Does it not make sense to vaccinate residents at the same time, even if data on safety and efficacy are scarce?

Several members of the ACIP committee said he thought this was the case.

“You come over and vaccinate the staff, and you have people who can benefit,” said Dr. Paul Hunter, a family physician at the University of Wisconsin. Recipients of nursing homes and residential care may not receive another adequate opportunity for vaccination.

“Efficiency” is to vaccinate both at the same time, he said.

However, in doing so, it has a duty to explain to residents, family members, and physicians that vaccinations present significant uncertainty to elderly and fragile people who have not participated in clinical trials.

The vaccine may not work. On the other hand, it can elicit a strong immune response that is felt by patients for days.

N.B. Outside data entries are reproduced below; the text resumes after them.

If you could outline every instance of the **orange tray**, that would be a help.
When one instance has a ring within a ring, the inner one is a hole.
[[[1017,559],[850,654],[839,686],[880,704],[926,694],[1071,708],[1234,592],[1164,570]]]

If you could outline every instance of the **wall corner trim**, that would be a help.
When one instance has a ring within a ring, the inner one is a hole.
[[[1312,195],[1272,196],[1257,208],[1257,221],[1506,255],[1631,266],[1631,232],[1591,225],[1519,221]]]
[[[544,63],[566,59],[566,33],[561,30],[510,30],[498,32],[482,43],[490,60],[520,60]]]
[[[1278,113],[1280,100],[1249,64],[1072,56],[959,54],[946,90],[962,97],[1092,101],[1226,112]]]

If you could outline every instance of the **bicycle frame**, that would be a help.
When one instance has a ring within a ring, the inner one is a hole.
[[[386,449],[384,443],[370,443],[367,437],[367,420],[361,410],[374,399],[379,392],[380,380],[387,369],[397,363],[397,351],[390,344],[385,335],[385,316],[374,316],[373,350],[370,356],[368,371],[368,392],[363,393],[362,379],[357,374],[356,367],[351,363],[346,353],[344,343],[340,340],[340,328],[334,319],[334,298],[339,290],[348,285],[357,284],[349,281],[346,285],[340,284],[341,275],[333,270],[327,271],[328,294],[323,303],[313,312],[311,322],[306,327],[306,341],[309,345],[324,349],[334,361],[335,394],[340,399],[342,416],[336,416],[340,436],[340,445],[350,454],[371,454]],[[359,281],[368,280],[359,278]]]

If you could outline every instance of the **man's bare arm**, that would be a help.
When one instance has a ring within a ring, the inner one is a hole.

We don’t know all that information, and ideally we wouldn’t make recommendations without it, ”said Dr. Robert Atmar, a specialist in infectious diseases at Baylor College of Medicine and a member of ACIP. – But we’re not in ideal conditions. We are in the midst of a raging epidemic, and many of us have been affected by the suffering we have experienced in long-term care facilities over the past eight months. “

Atmar says he is not so worried that the vaccination itself is unsafe, but some mild residents in the nursing home need risky and unnecessary medical work, hospital care and treatment due to a mild reaction.

The CDC has assured ACIP members that it will produce briefings to help residents and their carers make their decisions. But with so many unknowns, that may not be enough, ”Talbot said.

If a loved one dies after vaccination, do families feel responsible? Are they blaming the vaccine and are they unwilling to take it themselves?

Furthermore, will the inevitable reports of post-vaccination deaths, many of which occur for independent reasons, undermine the public’s volatile confidence in the safety of the vaccine, as some experts fear?

With little science to answer the last question, experts have said they have no choice but to put this severely affected population at the top of the line and hope the COVID-19 vaccine will help at least a little bit.

“We don’t necessarily want a home race,” Talbot said. – But it will probably be a good solid basic success.